In the recent Alberta Queen’s Bench decision of Kowalchuk v Kowalchuk, 2017 ABQB 64, Justice H,B, Veit ordered that the parents of two children, aged 11 and 8, would have shared parenting of the children with a “nesting” provision. That is; the children would continue to live in the matrimonial home and the parents would move in and out of that home on a weekly basis.
Veit J. stated that “one usual impediment to shared parenting is financial: it is expensive to set up what amounts to double accommodations for children; i.e. two residences each of which can accommodate children instead of the one which used to accommodate them prior to separation” (para. 13.)
In this case, the father had a free place to stay when he was not living in the parties’ home with the children and could offer similar accommodation to the wife at no charge, in a property owned by the father’s family. The parties were to equally share the expenses of the matrimonial home until it could be sold. Due to the shared parenting arrangement, Veit J. ordered a set-off of the child support that each parent would otherwise owe to one another.

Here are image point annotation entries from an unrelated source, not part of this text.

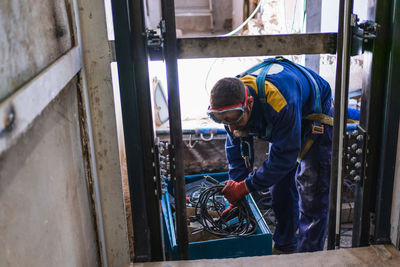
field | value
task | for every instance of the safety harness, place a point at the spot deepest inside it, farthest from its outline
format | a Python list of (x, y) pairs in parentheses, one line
[(318, 118)]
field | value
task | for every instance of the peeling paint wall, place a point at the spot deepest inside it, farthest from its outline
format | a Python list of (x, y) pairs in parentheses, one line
[(33, 33), (45, 217)]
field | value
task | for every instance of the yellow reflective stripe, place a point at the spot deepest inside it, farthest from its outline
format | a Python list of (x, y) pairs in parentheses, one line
[(274, 97)]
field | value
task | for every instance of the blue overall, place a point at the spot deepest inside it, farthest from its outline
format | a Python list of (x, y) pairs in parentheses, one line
[(304, 187)]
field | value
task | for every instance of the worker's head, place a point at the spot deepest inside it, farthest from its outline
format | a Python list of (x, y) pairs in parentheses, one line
[(230, 103)]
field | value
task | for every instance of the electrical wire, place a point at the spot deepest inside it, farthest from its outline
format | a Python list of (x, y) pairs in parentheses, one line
[(239, 221)]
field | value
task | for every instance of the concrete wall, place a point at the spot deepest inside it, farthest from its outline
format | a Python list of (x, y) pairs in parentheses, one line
[(50, 209), (45, 216), (33, 33)]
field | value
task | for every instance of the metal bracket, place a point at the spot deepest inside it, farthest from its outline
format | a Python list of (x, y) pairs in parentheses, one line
[(363, 34), (155, 41)]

“Nesting” is child-centered arrangement which attempt to minimize the disruption that children experience through the separation of their parents, and can provide a less costly alternative to maintaining two separate households with adequate accommodations for children. However, it is likely not a preferable arrangement where the parties are in a high conflict divorce and can become complicated when the parties begin to date other people.
In the circumstances of these parties, where the parties were selling the matrimonial home, had free accommodations available to them outside of the home and were both capable of caring for the children, Veit J. found that a shared parenting nesting arrangement appeared to be “perfectly feasible” (para.14.)